It should be noted that the term “exemplary” and variations thereof, as used herein to describe various embodiments, are intended to indicate that such embodiments are possible examples, representations, or illustrations of possible embodiments (and such terms are not intended to connote that such embodiments are necessarily extraordinary or superlative examples).


The term “coupled” and variations thereof, as used herein, means the joining of two members directly or indirectly to one another. Such joining may be stationary (e.g., permanent or fixed) or moveable (e.g., removable or releasable). Such joining may be achieved with the two members coupled directly to each other, with the two members coupled to each other using a separate intervening member and any additional intermediate members coupled with one another, or with the two members coupled to each other using an intervening member that is integrally formed as a single unitary body with one of the two members. If “coupled” or variations thereof are modified by an additional term (e.g., directly coupled), the generic definition of “coupled” provided above is modified by the plain language meaning of the additional term (e.g., “directly coupled” means the joining of two members without any separate intervening member), resulting in a narrower definition than the generic definition of “coupled” provided above. Such coupling may be mechanical, electrical, or fluidic.

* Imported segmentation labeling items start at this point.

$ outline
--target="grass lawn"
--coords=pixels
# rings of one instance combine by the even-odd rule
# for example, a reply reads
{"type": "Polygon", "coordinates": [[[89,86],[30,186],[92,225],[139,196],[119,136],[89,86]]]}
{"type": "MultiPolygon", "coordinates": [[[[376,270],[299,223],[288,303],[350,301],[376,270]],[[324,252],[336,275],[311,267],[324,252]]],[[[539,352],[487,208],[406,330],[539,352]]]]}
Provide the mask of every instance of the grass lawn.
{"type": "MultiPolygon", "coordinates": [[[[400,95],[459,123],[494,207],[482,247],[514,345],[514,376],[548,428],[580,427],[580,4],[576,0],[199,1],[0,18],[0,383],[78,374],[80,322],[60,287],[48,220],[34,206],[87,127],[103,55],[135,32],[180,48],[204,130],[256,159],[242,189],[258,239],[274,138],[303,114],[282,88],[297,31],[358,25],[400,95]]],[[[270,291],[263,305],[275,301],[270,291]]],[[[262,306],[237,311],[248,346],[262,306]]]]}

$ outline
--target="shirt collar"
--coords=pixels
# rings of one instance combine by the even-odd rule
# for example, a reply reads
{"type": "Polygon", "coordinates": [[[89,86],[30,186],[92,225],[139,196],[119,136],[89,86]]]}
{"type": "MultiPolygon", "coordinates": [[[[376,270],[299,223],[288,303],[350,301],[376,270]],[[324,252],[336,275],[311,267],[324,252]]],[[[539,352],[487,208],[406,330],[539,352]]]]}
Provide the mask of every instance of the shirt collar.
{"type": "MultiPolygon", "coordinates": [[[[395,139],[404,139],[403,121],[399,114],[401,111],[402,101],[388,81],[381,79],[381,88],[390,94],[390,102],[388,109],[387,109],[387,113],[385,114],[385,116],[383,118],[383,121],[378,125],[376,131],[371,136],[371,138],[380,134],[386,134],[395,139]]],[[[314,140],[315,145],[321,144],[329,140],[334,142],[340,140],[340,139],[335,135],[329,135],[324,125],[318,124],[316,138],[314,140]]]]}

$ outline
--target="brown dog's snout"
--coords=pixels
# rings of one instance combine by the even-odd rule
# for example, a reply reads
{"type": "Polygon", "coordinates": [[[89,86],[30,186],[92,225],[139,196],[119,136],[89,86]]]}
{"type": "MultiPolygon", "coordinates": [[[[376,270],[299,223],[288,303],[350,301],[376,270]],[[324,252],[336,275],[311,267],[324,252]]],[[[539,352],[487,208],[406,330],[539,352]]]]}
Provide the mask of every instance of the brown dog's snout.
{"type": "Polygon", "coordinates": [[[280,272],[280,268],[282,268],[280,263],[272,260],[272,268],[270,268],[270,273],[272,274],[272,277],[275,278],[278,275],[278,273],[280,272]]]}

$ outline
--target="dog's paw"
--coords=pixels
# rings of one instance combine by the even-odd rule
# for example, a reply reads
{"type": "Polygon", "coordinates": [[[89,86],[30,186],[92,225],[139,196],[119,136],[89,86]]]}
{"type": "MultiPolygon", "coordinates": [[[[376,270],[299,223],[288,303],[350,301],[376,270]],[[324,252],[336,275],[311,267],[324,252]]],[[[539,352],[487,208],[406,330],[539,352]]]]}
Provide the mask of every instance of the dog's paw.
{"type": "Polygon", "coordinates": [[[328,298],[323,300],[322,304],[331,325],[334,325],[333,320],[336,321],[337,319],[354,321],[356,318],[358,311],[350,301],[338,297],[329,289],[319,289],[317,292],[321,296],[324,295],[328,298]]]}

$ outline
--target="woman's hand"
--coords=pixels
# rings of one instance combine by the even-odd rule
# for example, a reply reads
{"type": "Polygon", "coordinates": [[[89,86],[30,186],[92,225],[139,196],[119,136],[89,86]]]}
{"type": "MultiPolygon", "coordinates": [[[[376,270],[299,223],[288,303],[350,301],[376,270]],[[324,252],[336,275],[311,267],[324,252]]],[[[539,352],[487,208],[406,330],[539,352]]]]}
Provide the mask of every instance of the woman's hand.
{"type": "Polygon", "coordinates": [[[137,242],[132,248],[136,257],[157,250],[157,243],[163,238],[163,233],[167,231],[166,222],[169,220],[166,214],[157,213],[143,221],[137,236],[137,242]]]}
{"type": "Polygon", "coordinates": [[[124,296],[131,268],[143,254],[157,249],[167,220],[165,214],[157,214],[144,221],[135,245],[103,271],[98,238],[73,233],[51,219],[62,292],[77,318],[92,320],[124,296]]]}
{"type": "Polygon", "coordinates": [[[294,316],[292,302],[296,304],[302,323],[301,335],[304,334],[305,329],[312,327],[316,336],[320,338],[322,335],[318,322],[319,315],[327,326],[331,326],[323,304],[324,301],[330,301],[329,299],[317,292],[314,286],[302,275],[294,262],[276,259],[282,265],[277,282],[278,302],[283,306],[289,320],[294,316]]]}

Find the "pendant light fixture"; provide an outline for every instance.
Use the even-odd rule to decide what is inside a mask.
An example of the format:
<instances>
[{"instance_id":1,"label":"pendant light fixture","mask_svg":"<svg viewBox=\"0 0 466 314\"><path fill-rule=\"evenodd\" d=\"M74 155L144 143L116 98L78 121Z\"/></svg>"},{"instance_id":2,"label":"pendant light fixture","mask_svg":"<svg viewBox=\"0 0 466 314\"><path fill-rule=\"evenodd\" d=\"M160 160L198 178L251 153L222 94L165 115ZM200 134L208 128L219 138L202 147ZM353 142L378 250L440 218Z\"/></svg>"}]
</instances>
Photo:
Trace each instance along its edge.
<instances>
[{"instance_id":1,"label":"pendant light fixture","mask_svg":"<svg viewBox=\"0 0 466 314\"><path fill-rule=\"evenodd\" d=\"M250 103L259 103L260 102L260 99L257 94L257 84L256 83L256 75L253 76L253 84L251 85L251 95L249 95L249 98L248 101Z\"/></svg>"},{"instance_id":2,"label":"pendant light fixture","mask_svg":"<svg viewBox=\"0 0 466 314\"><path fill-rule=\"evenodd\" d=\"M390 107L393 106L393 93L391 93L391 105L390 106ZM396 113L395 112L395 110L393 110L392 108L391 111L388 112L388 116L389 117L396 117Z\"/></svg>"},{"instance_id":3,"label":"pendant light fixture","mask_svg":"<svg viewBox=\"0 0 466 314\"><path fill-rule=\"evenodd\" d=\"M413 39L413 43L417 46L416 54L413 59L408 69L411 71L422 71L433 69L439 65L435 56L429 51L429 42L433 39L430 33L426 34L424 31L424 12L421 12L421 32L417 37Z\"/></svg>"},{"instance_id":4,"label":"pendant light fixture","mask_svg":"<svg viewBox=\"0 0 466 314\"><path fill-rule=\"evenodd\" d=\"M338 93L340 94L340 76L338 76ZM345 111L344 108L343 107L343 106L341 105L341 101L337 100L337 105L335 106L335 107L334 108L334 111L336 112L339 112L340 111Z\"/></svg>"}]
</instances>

References herein to the positions of elements (e.g., “top,” “bottom,” “above,” “below”) are merely used to describe the orientation of various elements in the FIGURES. It should be noted that the orientation of various elements may differ according to other exemplary embodiments, and that such variations are intended to be encompassed by the present disclosure.


Although the figures and description may illustrate a specific order of method steps, the order of such steps may differ from what is depicted and described, unless specified differently above. Also, two or more steps may be performed concurrently or with partial concurrence, unless specified differently above. Such variation may depend, for example, on the software and hardware systems chosen and on designer choice. All such variations are within the scope of the disclosure.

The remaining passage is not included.